Bu ölümün bağımsız otoriteler tarafından aydınlatılması gerekir. Cenazenin alelacele ailenin isteği dışında defnedilmesi de soru işaretlerini artırıyor. Gerekli otopsinin yapılıp yapılmadığının araştırılmasına ihtiyaç bulunuyor. Uzun zamandır rahatsız olan Mursi’nin gerekli tedavilerinin yapılmadığı hem kendisi hem ailesi tarafından defalarca kamuoyuna açıklandı. Binlerce masumu katleden zalimlerden medet beklemek boşuna. Ancak hala dünyada vicdan sahibi insan ve kurumların varlığına inanmak istiyorum. Gel ki hainliğin, zalimliğin, ikiyüzlülüğün kol gezdiği dünyadan çok fazla umutlu olamıyorum.

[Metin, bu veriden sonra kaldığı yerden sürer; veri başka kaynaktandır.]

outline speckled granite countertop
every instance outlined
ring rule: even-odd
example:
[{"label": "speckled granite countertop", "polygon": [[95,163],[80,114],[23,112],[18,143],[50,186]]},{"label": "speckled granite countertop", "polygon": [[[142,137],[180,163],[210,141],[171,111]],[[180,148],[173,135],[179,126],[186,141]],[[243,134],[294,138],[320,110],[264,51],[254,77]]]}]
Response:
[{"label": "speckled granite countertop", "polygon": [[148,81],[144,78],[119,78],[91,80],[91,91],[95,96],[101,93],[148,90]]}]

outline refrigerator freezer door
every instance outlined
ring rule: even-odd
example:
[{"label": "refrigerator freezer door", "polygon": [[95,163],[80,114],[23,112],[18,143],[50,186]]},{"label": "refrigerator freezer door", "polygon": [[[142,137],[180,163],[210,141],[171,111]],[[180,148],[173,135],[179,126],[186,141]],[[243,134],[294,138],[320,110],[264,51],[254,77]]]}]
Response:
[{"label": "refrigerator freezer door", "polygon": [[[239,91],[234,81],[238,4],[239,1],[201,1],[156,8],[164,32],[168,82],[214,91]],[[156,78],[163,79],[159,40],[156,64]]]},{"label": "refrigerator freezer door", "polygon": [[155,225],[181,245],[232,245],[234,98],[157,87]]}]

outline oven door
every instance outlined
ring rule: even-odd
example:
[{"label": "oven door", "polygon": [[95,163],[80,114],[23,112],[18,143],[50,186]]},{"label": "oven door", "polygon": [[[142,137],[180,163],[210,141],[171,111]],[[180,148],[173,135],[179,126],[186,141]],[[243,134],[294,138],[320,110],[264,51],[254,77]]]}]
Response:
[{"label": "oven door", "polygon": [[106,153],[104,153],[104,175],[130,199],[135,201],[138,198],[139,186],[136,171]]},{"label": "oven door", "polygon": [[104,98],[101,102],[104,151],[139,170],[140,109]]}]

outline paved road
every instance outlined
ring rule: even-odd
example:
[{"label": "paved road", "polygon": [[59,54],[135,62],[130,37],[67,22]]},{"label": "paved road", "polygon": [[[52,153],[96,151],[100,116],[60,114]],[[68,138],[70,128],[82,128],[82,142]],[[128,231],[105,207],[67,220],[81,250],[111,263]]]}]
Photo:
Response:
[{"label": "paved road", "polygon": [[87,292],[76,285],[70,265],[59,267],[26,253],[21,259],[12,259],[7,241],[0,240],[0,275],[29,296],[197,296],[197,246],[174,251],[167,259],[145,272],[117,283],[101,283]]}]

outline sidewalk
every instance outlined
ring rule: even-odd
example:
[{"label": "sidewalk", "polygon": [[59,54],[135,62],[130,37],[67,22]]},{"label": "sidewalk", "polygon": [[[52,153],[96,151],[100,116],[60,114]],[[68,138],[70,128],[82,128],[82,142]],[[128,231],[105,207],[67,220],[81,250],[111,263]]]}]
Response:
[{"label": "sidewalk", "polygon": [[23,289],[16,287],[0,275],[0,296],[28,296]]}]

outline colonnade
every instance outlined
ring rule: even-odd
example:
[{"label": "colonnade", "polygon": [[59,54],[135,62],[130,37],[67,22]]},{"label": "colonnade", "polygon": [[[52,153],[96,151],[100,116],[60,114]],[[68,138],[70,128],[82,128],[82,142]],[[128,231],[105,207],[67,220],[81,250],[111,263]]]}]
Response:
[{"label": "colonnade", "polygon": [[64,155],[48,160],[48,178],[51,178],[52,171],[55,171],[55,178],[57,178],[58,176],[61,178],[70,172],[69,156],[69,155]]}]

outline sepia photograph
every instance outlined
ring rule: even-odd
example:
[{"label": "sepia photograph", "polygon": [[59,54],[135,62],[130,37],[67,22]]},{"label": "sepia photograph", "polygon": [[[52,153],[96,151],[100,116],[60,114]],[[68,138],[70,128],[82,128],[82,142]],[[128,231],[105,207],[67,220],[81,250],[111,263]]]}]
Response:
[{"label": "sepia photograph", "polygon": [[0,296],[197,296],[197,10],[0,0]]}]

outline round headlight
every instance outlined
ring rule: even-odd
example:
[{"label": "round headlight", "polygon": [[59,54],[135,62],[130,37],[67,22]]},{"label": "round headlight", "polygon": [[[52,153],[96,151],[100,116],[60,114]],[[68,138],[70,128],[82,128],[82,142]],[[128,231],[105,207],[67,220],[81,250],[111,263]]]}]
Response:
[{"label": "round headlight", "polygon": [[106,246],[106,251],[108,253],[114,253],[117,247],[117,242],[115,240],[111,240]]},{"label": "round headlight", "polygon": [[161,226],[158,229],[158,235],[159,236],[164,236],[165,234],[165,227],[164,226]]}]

Bu zalimliğin, bu eşkıyalığın, bu gaddarlığın hesabının da ahirete kalmasını istemiyorum. Zalimlerin hesabının burada görülmesi bu işe niyetlenenlere de ders olması açısından önemli. Kahire meydanlarında öldürülen binlerce masumu da unutmadan.

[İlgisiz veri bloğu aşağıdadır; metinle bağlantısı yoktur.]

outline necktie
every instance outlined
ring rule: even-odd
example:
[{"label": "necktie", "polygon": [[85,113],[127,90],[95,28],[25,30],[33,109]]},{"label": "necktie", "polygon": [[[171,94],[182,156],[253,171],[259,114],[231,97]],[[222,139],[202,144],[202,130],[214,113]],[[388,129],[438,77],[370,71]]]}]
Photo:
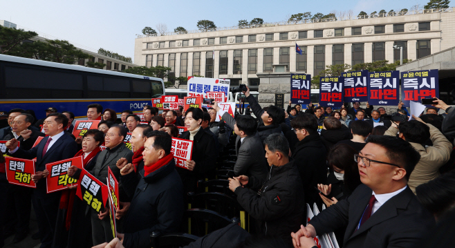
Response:
[{"label": "necktie", "polygon": [[364,223],[366,221],[366,220],[369,219],[370,216],[371,216],[371,210],[373,210],[373,205],[374,205],[374,202],[375,201],[376,201],[376,198],[374,197],[374,195],[372,195],[371,197],[370,198],[370,200],[368,202],[368,206],[366,206],[366,209],[365,209],[363,216],[362,216],[362,221],[360,221],[360,226],[362,226],[363,223]]},{"label": "necktie", "polygon": [[42,157],[44,157],[44,154],[46,154],[46,152],[48,151],[48,147],[49,147],[49,143],[50,143],[50,141],[52,140],[52,138],[49,137],[48,139],[48,141],[46,142],[46,144],[44,145],[44,149],[43,149],[43,155]]}]

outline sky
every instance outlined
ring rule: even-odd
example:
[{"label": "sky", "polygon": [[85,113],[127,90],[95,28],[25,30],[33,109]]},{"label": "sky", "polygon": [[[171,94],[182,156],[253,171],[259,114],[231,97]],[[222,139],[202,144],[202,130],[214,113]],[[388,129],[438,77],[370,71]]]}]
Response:
[{"label": "sky", "polygon": [[[217,27],[236,26],[239,20],[261,18],[264,22],[285,21],[292,14],[353,10],[371,13],[384,9],[399,11],[429,0],[15,0],[3,1],[0,20],[68,40],[76,46],[97,51],[102,48],[134,61],[134,39],[149,26],[178,26],[196,30],[198,20],[208,19]],[[452,5],[451,5],[452,6]],[[330,7],[328,7],[330,6]],[[287,17],[287,18],[286,18]]]}]

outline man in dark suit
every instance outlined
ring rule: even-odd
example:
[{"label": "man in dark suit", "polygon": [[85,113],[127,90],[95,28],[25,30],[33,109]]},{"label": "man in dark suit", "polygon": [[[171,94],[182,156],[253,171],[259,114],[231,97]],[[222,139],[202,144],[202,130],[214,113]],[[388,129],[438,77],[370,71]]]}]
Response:
[{"label": "man in dark suit", "polygon": [[265,180],[268,172],[266,151],[257,132],[257,124],[254,118],[250,115],[238,115],[234,120],[228,113],[221,110],[216,103],[213,105],[213,108],[237,135],[235,140],[237,160],[234,166],[235,175]]},{"label": "man in dark suit", "polygon": [[294,246],[311,247],[308,238],[345,227],[345,248],[416,247],[435,224],[407,186],[420,158],[404,140],[370,136],[354,156],[363,184],[292,233]]},{"label": "man in dark suit", "polygon": [[44,178],[49,174],[49,171],[46,169],[46,164],[73,158],[77,152],[76,142],[64,132],[67,125],[68,118],[65,115],[52,113],[43,123],[44,133],[48,136],[36,146],[25,151],[17,147],[17,139],[6,142],[8,155],[28,160],[37,158],[35,174],[32,175],[37,188],[33,191],[32,203],[38,220],[41,248],[50,247],[52,245],[61,196],[60,191],[46,193]]}]

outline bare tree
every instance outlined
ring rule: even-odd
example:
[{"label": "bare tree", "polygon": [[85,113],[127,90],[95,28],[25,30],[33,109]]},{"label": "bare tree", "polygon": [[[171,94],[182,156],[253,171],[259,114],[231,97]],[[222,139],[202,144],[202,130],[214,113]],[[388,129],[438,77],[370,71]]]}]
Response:
[{"label": "bare tree", "polygon": [[156,30],[160,33],[160,35],[165,35],[165,33],[167,32],[167,25],[165,23],[158,23],[156,24]]}]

Eskiden insan hakları konusunda dünyanın farklı ülkelerinden güçlü sesler çıkardı. Şimdilerde büyük katliamlar, haksızlıklar karşısında fazla vicdanlı ses duymuyoruz. İşine gelince demokrasi havarisi kesilen batının maymunları yine sessizliğe büründü. Pe ki doğunun maymunları… Ya Müslüman dünyanın maymunları… Hepsi kör ve sağırlar, kalpleri mühürlenmiş yok birbirlerinden farkları.

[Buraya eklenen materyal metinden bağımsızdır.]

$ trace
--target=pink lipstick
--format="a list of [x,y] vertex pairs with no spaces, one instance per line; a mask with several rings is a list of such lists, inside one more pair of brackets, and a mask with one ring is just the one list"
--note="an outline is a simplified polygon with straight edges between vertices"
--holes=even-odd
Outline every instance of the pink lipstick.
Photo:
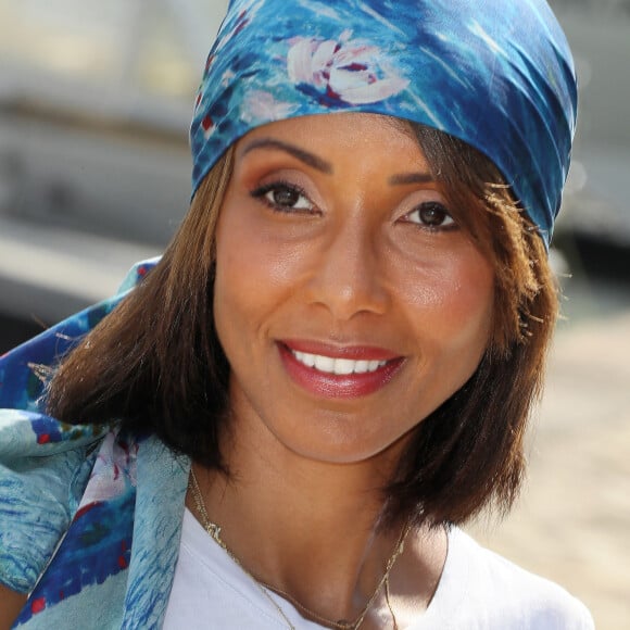
[[310,393],[332,399],[369,395],[385,387],[404,357],[374,346],[336,346],[288,340],[278,342],[291,379]]

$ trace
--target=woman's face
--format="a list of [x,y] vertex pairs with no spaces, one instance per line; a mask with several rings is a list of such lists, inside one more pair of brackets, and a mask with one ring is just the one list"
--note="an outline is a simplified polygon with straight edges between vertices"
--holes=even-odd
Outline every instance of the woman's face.
[[239,431],[360,462],[402,445],[479,364],[492,266],[417,140],[386,116],[251,131],[216,238],[214,312]]

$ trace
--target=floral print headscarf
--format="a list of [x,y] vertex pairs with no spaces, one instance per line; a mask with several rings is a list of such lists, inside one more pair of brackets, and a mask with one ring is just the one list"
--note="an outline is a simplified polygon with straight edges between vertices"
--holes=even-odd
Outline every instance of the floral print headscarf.
[[191,126],[193,192],[255,127],[389,114],[486,153],[549,245],[576,108],[571,53],[544,0],[232,0]]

Perişan halimize ilacı yine merhum Mursi veriyor: Mısır’ı koruyalım, Devrimi koruyalım. Kazandığımız devrimi koruyalım. Alın terimizle, şehitlerimizin kanıyla… Görevimiz büyük ve siz bununla yüzleşebilirsiniz… Hakkı ve hukukumuzu korumanın bedelini canımla, hayatımla sizlerin hayatını korumak istiyorum… Sizin ecdadınız adamdı diyecekler. Hiçbir zaman haksızlığa boyun eğmeyin. Hiçbir zaman alçalıp bozuk görüşlerle vatanımızın, haklarımızın, hukukumuzun ve dinimizin azını bile vermeyi düşünmeyin… Sakın aldanıp tuzaklara düşmeyin. Hak ve hukuktan vazgeçmeyin. “Ey Rabbimiz! Bizi doğru yola hidayet ettikten sonra kalplerimizi haktan saptırma bize kendi katından rahmet ihsan eyle. Çünkü sen çok ihsan edicisin. Allah emrinde galiptir. Fakat insanların çoğu bunu bilmezler.”
Merhum şehit cumhurbaşkanı emaneti Mısırlılara bıraktı. Bundan sonra görev Mısır’ın gençlerinde. Şehit Mursi’nin konuşmalarına internetten ulaşılabilir. Rehber niteliğinde konuşmalar. Dua niyetine paylaşalım.
Şehit cumhurbaşkanına Allah’tan rahmet diliyorum. Katillere lanet ediyorum.